The mistake made by politicians, experts, journalists and social media users comes from a naif assumption that beliefs are in a one-to-one relationship of direct interference in reality. They forget to be aware that it is the actions guided by the decision-making informed by the beliefs that have causal power. Decisions based on beliefs that do not correspond to the reality will not generate the expected result most of the times. Disinformation and even information should not be used as if they were able to intervene in reality. To reduce the economic impact of the pandemics it is necessary to implement measures that will address the effects in the economy and not supply false beliefs with a very limited range of success.

Fig. 1: [T]rue and [F] false beliefs are used in several decision-making [DM] processes. Each process motivates several actions. Decisions based on true information have higher chances of success [+A]. In the case of a political lie, a piece of false information artificially leads to a positive action. All connections are real. However, users of political lies ignore all the dotted connections and assume that their lies will be restricted to the solid line connection which is the exception.

[Obs: feel free to suppress image and legend]

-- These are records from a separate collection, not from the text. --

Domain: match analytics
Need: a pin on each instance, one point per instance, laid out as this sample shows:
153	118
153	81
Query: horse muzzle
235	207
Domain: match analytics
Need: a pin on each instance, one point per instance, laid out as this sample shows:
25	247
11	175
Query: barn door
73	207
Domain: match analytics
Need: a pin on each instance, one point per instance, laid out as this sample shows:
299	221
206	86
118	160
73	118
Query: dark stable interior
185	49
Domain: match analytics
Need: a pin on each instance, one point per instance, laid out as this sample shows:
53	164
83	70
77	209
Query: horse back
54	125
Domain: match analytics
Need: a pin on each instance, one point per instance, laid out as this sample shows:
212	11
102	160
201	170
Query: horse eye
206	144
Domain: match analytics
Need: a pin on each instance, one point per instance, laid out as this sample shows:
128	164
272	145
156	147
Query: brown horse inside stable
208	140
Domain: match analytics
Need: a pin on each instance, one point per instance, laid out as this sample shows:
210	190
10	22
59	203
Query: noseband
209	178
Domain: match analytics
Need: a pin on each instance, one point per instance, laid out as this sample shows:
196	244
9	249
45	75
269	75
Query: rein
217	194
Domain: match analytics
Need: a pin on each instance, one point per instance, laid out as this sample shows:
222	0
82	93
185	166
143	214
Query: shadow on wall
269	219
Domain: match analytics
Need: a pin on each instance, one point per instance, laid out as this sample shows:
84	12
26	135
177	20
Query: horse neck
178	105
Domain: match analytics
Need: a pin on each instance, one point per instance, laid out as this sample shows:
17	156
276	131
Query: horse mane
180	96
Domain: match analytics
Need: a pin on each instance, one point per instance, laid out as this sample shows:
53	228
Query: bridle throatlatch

The reflection about political lying allows us to see that in contexts of uncertainty the commitment to truth becomes more imperative. Even if political lies have some role in a democratic government, this place is not where there is great uncertainty. In such cases, as in the present pandemics, it is the role of politicians, experts, journalists and social media users to communicate information carefully. Only by doing so, we will involve the most number of people in a legitimate process of decision-making concerning such an urgent subject.

The real test case lies ahead. When the number of cases starts to decline, the discussions about transitioning to milder restrictions will start. At this point, governments should be open about their reasoning, projections and plans whereas the population will need to manage the information with dexterity and maturity.